Em meio a estes caminhos, completei 2000 km de viagem, já no segundo país do circuito. Mais uma vez, pleno e maravilhado pela disposição e especialmente grato pelas forças da pequena grande máquina por me trazer até aqui com segurança.
Sob cansaço intenso, o guia de mapas do Google me levou até o local desejado. Não, peraí. Desembarquei em Ituzaingó rua, já na capital, e não em Ituzaingó cidade, cerca de 30 km à oeste de Buenos Aires. Procura aqui, busca ali, carreguei o celular em uma pizzaria e aí, sim. Atinei que estava equivocado com os mapas. Joguei o percurso correto no Maps e enfim joguei âncoras na exata residência.
Embora íntegro ao final de um longo caminho, devo acrescentar o desmonte corpóreo de uma noite sem dormir.
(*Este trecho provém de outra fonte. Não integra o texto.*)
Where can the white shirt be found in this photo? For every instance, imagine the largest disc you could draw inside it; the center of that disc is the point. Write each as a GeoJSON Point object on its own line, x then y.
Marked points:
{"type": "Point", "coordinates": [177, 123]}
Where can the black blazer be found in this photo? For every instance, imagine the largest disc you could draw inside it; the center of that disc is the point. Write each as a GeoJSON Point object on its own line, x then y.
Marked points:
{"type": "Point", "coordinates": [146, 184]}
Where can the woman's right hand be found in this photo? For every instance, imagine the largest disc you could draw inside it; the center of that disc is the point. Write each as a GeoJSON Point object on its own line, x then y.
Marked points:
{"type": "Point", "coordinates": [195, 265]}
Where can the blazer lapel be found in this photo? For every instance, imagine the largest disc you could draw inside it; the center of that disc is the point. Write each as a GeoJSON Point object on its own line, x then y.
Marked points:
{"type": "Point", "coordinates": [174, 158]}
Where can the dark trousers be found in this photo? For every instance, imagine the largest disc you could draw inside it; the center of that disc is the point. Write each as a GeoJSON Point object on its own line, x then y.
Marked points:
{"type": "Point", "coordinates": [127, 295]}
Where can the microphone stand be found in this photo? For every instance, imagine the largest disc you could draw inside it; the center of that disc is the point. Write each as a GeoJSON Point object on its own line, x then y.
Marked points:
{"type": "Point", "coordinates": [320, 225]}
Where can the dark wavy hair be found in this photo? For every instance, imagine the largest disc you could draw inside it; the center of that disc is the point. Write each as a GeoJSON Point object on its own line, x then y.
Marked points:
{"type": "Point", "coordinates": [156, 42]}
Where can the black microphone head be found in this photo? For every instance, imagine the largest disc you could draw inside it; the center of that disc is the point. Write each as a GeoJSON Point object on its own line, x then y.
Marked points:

De um extenso trecho de estrada sem o devido descanso. Jogos insanos de sono sobre a moto. Paradas em acostamentos para retomar o fôlego e minimamente afiar a atenção. O que não mata, fortalece e ensina.
Bruno, solta minhas meias! Bruno…
Ao adentrar o pátio, toda boa recepção da dona Mabel, mamãe do pedaço, solícita e carinhosa como poucas; da Camila, a irmã mais nova, sagaz e talentosa fotógrafa; da Luci, amiga da família, afetuosa e nata comunicadora das bandas de Córdoba; e, por fim, da querida Julieta, com quem tratei pouso, amável e competente na arte da marcenaria. E o Bruno, claro, pastor-alemão de dois anos, enorme e cheio de energia, um travesso completo.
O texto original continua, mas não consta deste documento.